The second aspect I found interesting was the immediate acceptance of the need for Agile Marketing — perhaps this won’t be true of the wider audience, but not a single person questioned the need for something dramatically different in the way we do marketing.
Agile marketing is borrowing heavily from agile software development methods such as Scrum and Kanban. How much do you think those methodologies need to be modified — if at all — to thrive in the context of marketing?
Scott, it’s a great question, and I think the full answer will come in time as we apply these methods to marketing. But here are some initial thoughts.
Agile has a very specific format for user stories (As a [role], I want to [task], so that I can [goal or benefit] with acceptance criteria). Marketing can to some extent adopt this format, but marketing user stories are different. They are generally at a higher level, they focus on outcomes rather than functionality, and they don’t have acceptance criteria, but perhaps success criteria. I wrote a couple blog posts about these differences.
Second, I think the role of the product owner will either not exist (because we’ll ask real customers) or it will be dramatically modified.
Third, I think Agile Marketing will focus more on optimizing the whole, the entire value stream delivered to the customer, whereas much of Agile Development decomposes a problem into it’s constituent parts. I’m not quite sure how, but the methodologies may need to be modified to recognize this difference.
If a CMO reads about agile marketing, thinks it sounds great, and wants to implement it in his or her organization, what would be your advice for getting started?
Start small, with a group of 4-7 marketers, and make sure that everyone understands agile marketing and is excited about trying out agile as a methodology. Also make sure that everyone is trained in the basics, and comfortable using the tools.
Get a success under your belt, and then build on it. Have realistic expectations. Some people hear agile, and they think speed — that magically, in the first iteration, marketers are going to get twice as much done in a given period of time. That’s unlikely to happen your first time out — whenever you learn something new, it can be awkward at first. I’d focus on the quality of the results, and the learnings, more than the speed.
What do you think the greatest resistance to adopting agile marketing will be? How can organizations overcome it?
Companies will say: “that’s not for us. We’re too big or we’re too small. That’s for tech companies, and we’re not tech. That’s for agencies and we’re in-house, or vice versa. That will be the initial resistance, and it’s simply not true. Unless you’re living in a world where nothing ever changes, and there has been no impact to your business from the Internet, mobile, social media, or globalization, you can benefit from Agile Marketing.
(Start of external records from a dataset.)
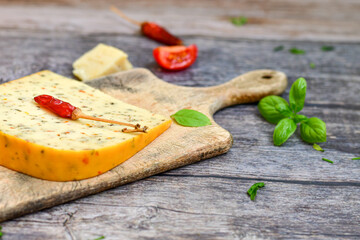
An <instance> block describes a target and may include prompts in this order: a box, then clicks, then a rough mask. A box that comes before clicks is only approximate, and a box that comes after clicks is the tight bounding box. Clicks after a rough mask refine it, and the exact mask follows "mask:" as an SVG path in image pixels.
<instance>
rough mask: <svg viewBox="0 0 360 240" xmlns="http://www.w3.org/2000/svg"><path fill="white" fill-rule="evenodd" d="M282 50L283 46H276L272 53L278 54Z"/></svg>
mask: <svg viewBox="0 0 360 240" xmlns="http://www.w3.org/2000/svg"><path fill="white" fill-rule="evenodd" d="M282 50H284V46H281V45H280V46H277V47H274V49H273V51H274V52H280V51H282Z"/></svg>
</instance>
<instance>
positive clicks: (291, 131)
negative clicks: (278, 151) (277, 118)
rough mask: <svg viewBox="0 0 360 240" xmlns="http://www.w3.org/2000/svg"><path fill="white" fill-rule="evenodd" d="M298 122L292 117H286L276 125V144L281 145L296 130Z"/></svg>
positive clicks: (274, 135) (274, 143) (275, 130)
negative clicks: (291, 117) (291, 118)
mask: <svg viewBox="0 0 360 240" xmlns="http://www.w3.org/2000/svg"><path fill="white" fill-rule="evenodd" d="M296 128H297V126H296V123H295V122H294V120H292V119H290V118H284V119H282V120H280V122H279V123H278V124H277V125H276V127H275V130H274V134H273V141H274V145H275V146H281V145H282V144H283V143H285V142H286V141H287V140H288V138H289V137H291V135H293V134H294V132H295V131H296Z"/></svg>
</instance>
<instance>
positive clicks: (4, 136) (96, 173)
mask: <svg viewBox="0 0 360 240" xmlns="http://www.w3.org/2000/svg"><path fill="white" fill-rule="evenodd" d="M40 94H48V95H51V96H54V97H56V98H59V99H62V100H64V101H67V102H71V103H72V104H74V105H75V106H77V107H80V108H81V109H82V111H83V112H84V113H86V114H88V115H92V116H96V117H101V118H106V119H113V120H117V121H121V122H129V123H139V124H141V126H148V127H149V130H148V132H147V133H123V132H121V129H122V128H123V126H120V125H115V124H109V123H103V122H97V121H92V120H86V119H78V120H69V119H65V118H61V117H58V116H57V115H55V114H53V113H51V112H50V111H47V110H46V109H44V108H41V107H40V106H39V105H38V104H37V103H36V102H35V101H34V100H33V98H34V97H35V96H37V95H40ZM0 102H1V108H0V152H1V153H2V154H0V165H3V166H5V167H8V168H10V169H14V170H17V171H20V172H23V173H26V174H29V175H31V176H35V177H39V178H42V179H48V180H55V181H69V180H79V179H84V178H89V177H92V176H96V175H99V174H101V173H104V172H106V171H108V170H110V169H111V168H113V167H115V166H117V165H118V164H120V163H122V162H124V161H125V160H127V159H128V158H130V157H131V156H133V155H134V154H135V153H136V152H138V151H140V150H141V149H142V148H144V147H145V146H146V145H148V144H149V143H150V142H151V141H152V140H154V139H155V138H156V137H158V136H159V135H160V134H161V133H163V132H164V131H165V130H166V129H167V128H168V127H169V126H170V124H171V120H170V119H169V118H168V117H164V116H161V115H158V114H155V113H152V112H150V111H148V110H145V109H142V108H139V107H136V106H133V105H130V104H127V103H124V102H122V101H120V100H118V99H115V98H113V97H111V96H109V95H107V94H105V93H103V92H101V91H99V90H97V89H94V88H92V87H90V86H88V85H86V84H83V83H81V82H78V81H74V80H71V79H68V78H65V77H63V76H60V75H57V74H55V73H52V72H50V71H43V72H39V73H36V74H33V75H30V76H27V77H24V78H21V79H18V80H15V81H11V82H8V83H5V84H2V85H0Z"/></svg>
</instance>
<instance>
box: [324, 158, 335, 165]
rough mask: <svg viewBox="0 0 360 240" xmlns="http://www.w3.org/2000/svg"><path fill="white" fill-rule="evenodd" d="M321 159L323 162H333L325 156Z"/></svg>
mask: <svg viewBox="0 0 360 240" xmlns="http://www.w3.org/2000/svg"><path fill="white" fill-rule="evenodd" d="M321 160H323V161H325V162H329V163H331V164H333V163H334V162H333V161H331V160H329V159H326V158H322V159H321Z"/></svg>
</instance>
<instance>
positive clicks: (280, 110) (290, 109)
mask: <svg viewBox="0 0 360 240" xmlns="http://www.w3.org/2000/svg"><path fill="white" fill-rule="evenodd" d="M275 109H276V110H277V111H278V112H279V113H280V114H281V115H283V116H286V117H292V116H293V115H294V113H293V112H292V111H291V109H290V107H289V105H288V104H287V103H286V104H283V103H280V104H276V106H275Z"/></svg>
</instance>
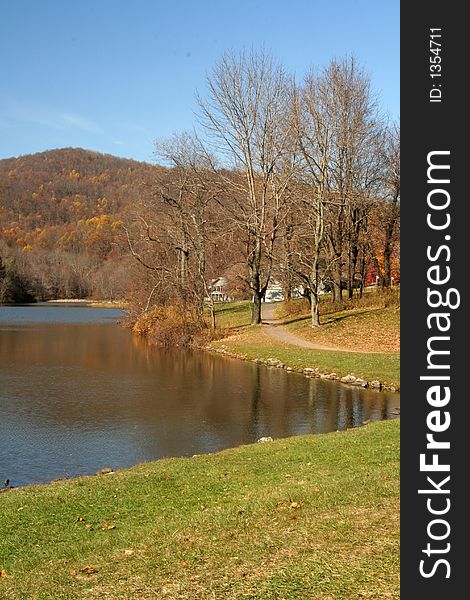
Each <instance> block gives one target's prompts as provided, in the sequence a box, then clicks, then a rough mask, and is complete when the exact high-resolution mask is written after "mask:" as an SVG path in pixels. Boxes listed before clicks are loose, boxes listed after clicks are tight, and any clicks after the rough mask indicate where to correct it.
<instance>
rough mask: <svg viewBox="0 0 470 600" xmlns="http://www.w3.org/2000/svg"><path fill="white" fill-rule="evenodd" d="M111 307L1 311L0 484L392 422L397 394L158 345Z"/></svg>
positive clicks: (84, 471)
Second, companies will implement small pieces of Agile Marketing, not see the benefits, and write it off. For example, a company will implement 15-minute standup meetings three times a week for a few weeks, and when that alone doesn’t transform their marketing, they’ll write off Agile Marketing. That doesn’t work for us. Well, there’s a lot more to Agile Marketing than the daily Scrum. If you’re not taking an iterative approach, engaging in validated learning, focusing on the customer and responding to change, you’ll probably not see the results.
Organizations can overcome the “it’s not for us” issue by trying out a skunkworks project. Start small, build on success, and let it spread in a grassroots fashion, organically, rather than top-down. And of course, organizations can avoid the second problem by taking a holistic approach to Agile Marketing, and implementing all the pieces.